The work Jane and her team did leading up to and at the Libby trial is historic and has changed the very definition of blogging. Jay Rosen, a distinguished professor of journalism and the former head of NYU's journalism department wrote a paen to the Firedoglake community's work today. In short, FDL covered this crucial trial, in terms of news and in terms of analysis, better and more thoroughly than the TV stations, better than the New York Times and better than the Washington Post.
Firedoglake got handed a golden opportunity by the reluctance of big news organizations to spend on the information commons. At the Libby trial, there was no broadcast and no taping allowed. No posted transcript for anyone to consult. Thus the most basic kind of news there is—what was said in court today—was missing.

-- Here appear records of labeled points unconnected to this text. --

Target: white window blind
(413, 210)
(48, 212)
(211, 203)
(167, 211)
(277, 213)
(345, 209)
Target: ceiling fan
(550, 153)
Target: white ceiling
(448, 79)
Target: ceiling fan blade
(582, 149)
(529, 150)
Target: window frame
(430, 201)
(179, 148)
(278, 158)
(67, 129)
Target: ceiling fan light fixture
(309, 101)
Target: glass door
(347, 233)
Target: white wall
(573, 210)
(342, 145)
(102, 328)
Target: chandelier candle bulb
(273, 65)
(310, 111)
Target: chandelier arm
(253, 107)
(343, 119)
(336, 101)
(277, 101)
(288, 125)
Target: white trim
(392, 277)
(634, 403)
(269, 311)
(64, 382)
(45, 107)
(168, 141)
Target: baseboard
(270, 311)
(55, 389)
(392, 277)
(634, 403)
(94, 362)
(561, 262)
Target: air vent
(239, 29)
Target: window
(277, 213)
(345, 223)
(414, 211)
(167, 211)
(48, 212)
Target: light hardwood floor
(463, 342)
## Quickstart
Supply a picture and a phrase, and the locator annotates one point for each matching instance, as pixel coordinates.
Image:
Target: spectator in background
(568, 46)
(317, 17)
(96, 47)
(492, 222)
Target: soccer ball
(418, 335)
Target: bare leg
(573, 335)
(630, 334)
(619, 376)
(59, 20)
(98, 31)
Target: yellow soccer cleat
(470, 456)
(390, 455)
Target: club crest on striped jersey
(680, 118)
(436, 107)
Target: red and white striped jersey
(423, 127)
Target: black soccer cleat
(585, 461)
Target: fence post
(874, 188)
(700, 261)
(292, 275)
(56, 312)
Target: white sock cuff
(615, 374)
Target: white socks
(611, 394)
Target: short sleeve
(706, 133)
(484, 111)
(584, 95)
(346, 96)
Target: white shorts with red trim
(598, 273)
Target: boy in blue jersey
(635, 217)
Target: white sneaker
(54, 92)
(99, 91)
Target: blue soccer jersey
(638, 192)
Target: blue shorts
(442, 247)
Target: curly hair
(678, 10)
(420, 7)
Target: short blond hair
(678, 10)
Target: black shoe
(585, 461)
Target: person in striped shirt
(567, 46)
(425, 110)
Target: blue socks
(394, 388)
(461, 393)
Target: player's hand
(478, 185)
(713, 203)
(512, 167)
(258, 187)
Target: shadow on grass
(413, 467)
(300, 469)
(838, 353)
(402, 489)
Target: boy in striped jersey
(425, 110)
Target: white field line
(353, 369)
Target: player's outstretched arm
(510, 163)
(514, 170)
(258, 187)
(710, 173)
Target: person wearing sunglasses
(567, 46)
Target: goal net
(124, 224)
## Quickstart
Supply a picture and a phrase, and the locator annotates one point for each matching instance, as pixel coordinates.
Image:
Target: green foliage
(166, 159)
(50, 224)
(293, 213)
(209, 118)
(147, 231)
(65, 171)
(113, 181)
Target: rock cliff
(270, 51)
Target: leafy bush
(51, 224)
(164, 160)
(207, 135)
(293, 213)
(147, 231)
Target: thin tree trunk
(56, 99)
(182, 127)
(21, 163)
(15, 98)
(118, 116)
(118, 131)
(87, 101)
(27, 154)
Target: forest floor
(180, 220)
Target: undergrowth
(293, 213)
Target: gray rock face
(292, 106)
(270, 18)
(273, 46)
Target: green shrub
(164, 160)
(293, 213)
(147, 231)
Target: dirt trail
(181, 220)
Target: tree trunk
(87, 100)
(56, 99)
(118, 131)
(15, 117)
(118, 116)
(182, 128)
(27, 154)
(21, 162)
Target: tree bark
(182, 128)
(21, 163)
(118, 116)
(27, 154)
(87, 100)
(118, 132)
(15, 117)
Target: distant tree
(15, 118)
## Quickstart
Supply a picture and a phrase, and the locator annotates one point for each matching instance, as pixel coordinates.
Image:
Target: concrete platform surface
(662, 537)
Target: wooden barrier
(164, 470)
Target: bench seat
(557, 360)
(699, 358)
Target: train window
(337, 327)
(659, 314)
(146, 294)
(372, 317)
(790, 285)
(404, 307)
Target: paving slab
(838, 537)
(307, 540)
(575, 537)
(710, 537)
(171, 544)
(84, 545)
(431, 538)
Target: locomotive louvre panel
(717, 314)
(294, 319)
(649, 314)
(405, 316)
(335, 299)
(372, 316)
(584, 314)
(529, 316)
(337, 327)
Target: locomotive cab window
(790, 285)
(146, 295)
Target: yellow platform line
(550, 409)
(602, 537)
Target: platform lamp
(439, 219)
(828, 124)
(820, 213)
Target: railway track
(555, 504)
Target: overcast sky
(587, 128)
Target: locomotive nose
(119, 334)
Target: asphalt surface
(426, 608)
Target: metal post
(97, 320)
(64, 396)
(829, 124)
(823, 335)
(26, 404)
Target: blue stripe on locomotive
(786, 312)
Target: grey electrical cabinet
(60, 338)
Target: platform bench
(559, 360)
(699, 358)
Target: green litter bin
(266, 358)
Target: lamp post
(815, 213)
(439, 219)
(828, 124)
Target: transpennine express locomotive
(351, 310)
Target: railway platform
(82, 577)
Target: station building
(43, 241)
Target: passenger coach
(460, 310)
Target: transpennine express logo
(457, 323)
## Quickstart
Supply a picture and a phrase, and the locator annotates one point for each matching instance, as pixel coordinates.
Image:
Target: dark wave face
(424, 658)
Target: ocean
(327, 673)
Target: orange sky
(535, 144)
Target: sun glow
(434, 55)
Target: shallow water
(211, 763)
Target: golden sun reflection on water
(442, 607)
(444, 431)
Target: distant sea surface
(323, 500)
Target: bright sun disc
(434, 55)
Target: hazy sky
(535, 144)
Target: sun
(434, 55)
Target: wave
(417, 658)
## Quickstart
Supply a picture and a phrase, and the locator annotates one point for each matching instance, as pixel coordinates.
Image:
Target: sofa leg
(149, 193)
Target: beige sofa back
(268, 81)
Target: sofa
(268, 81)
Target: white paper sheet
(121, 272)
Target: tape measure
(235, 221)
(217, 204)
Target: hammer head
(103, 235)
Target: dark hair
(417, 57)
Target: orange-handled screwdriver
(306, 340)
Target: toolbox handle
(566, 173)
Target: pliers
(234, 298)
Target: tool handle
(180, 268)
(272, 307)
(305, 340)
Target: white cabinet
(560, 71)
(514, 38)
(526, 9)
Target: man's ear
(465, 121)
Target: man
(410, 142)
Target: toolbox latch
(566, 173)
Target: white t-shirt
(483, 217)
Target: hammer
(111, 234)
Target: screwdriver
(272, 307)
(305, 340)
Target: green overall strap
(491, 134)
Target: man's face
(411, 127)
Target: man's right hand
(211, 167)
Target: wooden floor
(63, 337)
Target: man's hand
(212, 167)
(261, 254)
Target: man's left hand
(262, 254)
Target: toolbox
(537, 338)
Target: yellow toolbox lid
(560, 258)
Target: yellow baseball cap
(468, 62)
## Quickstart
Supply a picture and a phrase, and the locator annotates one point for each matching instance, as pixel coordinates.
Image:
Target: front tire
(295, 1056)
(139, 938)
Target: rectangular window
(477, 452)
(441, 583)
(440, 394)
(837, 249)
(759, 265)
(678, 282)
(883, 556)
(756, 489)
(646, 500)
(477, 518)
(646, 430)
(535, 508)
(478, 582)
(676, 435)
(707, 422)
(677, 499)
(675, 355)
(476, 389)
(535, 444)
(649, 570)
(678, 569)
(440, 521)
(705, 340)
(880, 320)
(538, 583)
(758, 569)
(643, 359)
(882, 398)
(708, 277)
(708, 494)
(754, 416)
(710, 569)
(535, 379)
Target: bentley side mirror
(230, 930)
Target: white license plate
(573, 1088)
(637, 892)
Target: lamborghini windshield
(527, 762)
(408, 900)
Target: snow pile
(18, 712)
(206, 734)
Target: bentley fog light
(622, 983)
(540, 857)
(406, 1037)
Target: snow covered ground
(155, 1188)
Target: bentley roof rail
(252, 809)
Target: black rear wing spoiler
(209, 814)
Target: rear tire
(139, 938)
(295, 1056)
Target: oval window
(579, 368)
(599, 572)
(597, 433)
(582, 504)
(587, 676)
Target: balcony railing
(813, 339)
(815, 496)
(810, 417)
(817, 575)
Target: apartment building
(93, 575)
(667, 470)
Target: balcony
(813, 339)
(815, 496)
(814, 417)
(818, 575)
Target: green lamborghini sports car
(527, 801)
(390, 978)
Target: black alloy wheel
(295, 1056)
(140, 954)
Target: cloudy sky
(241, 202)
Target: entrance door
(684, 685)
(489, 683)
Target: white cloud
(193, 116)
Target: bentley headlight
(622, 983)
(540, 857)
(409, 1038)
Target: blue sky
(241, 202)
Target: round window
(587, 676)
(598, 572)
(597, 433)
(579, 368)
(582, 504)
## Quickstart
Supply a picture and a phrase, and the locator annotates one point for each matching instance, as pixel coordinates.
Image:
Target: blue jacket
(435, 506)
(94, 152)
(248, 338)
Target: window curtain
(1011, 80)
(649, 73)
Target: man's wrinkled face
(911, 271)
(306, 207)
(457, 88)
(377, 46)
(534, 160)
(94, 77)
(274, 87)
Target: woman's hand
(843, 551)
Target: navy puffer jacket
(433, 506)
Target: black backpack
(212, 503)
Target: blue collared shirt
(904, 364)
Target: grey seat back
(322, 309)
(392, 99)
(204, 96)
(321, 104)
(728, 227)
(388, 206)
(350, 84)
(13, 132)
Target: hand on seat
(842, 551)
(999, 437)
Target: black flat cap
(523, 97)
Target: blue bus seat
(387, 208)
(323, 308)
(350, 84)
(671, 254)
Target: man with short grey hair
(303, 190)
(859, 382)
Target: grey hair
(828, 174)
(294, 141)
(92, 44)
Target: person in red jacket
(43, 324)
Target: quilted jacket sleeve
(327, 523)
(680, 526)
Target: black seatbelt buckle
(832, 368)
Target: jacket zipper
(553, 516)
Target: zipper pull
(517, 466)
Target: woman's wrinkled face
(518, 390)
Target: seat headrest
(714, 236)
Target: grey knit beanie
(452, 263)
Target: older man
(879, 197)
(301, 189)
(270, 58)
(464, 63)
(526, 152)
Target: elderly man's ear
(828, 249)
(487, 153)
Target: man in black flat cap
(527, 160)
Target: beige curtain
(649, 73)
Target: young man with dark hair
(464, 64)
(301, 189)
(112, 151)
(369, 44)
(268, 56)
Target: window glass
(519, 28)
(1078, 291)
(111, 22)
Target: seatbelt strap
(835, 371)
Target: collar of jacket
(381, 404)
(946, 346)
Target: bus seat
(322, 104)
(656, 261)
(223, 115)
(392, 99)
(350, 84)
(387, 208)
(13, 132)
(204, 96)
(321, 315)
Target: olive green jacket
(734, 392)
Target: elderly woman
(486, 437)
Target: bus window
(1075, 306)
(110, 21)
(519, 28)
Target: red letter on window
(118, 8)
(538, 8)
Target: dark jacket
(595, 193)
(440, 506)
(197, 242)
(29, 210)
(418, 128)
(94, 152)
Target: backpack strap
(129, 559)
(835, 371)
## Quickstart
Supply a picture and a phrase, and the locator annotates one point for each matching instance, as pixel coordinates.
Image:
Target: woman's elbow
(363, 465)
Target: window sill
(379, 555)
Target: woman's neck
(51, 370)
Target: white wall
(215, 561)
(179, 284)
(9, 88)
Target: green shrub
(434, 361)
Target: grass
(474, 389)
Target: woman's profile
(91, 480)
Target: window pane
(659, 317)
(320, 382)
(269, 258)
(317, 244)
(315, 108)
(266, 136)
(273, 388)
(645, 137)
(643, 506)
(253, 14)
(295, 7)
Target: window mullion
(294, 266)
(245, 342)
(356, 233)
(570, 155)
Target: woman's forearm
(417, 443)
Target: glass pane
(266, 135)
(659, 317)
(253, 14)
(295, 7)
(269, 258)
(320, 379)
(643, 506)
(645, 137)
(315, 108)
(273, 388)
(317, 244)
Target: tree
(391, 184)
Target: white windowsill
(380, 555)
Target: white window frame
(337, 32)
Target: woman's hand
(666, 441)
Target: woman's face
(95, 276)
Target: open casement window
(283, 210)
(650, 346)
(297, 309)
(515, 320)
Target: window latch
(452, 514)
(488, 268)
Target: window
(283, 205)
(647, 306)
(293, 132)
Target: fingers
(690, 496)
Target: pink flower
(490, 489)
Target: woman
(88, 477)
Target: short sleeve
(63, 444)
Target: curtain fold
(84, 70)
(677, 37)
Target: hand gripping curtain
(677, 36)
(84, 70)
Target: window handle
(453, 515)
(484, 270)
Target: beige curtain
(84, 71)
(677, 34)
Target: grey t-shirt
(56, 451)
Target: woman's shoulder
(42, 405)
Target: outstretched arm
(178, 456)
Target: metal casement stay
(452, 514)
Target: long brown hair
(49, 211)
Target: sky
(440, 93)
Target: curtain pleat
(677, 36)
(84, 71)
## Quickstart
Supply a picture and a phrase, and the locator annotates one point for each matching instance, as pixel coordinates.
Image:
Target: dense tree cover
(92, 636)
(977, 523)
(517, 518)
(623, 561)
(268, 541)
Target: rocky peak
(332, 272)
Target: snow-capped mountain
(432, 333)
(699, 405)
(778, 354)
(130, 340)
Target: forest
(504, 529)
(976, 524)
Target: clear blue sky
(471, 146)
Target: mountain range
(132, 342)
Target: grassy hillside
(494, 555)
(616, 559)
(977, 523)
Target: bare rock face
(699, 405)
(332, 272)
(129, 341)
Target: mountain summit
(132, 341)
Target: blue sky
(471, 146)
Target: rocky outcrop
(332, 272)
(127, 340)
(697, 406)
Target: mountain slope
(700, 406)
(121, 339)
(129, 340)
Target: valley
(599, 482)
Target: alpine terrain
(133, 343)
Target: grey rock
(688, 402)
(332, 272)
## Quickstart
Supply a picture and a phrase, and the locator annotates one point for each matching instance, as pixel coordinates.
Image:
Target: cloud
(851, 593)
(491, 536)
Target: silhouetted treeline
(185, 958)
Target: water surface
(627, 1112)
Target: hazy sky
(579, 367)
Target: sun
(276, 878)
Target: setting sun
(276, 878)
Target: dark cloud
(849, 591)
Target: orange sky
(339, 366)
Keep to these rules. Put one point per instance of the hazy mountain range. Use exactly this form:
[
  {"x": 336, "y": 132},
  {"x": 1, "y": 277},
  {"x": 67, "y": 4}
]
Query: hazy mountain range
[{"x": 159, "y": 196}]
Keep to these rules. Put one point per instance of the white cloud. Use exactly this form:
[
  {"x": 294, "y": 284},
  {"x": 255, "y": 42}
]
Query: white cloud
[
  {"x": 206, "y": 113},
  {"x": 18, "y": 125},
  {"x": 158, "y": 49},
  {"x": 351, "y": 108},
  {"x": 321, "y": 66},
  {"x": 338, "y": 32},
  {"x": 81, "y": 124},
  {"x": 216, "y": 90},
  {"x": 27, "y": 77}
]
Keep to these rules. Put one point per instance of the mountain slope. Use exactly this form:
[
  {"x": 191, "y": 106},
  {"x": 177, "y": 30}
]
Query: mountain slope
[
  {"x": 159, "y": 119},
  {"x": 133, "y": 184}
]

Converging on Washington, the team from FDL felt they represented people back home who wanted to know everything, and certainly had to have the blow-by-blow when court was in session. This was their strength: a demanding core community behind them, which couldn't wait to discuss the newest events. Knowing their readers, the decision was a no brainer: working in shifts, we live blog the whole thing.
“It's a real shame no one is buying and Web-publishing the full trial transcripts,” wrote Dan Froomkin on Jan. 24. “In the absence of that, Firedoglake’s live-blogging of the trial is becoming essential reading.” Froomkin again on March 6 said that FDL “became a must-read for journalists who couldn't attend the trial, but wanted to get a better and faster sense of what was going on than they could from their own colleagues.”
Professor Rosen called the work that FDL did the "most basic kind of journalism imaginable." They reported; they analyzed; they interpreted. Jane and her team fulfilled the promise that we all knew blogging could-- and will-- be. There will always been a place for CNN for people looking for cookie recipes and bits and pieces of news between stories about Anna Nicole Smith and Barack Obama's late traffic tickets. And there will always be a place for Fox for people who need their darkest and most bigoted impulses validated. But for people interested in living inside the news, FDL is blazing a trail others will emulate in the future.
After you read Dr. Rosen's blog piece I want to suggest you take a look at the comments. These are people who care. These aren't the CNN or the Fox viewers and they're not the people who get the news from USAToday or from the editorial page of the Wall Street Journal.
Labels: Libby
2 Comments:
"historic...changed the very nature of blogging"
Strong words.
And in this case, I agree completely. It's no exaggeration
I watched most of the Libby trial via FDL, and the coverage was what journalism is actually supposed to be; just reporting what happened. I think blogging can get us back to that, because bloggers in general can do no more than that; it's pure journalism, in which only the facts are given. I know I'm a dreamer, but I would really like for journalism to get back to its roots -- citizens telling other citizens what's happening, instead of this know-it-all elite that's built up, in which insiders train other insiders, and the only goal, is how quickly can I become a brainless news reader for $20 million a year?
I know that was kind of a rant, but it's true. We need more pure journalism, and FDL was a great example of that.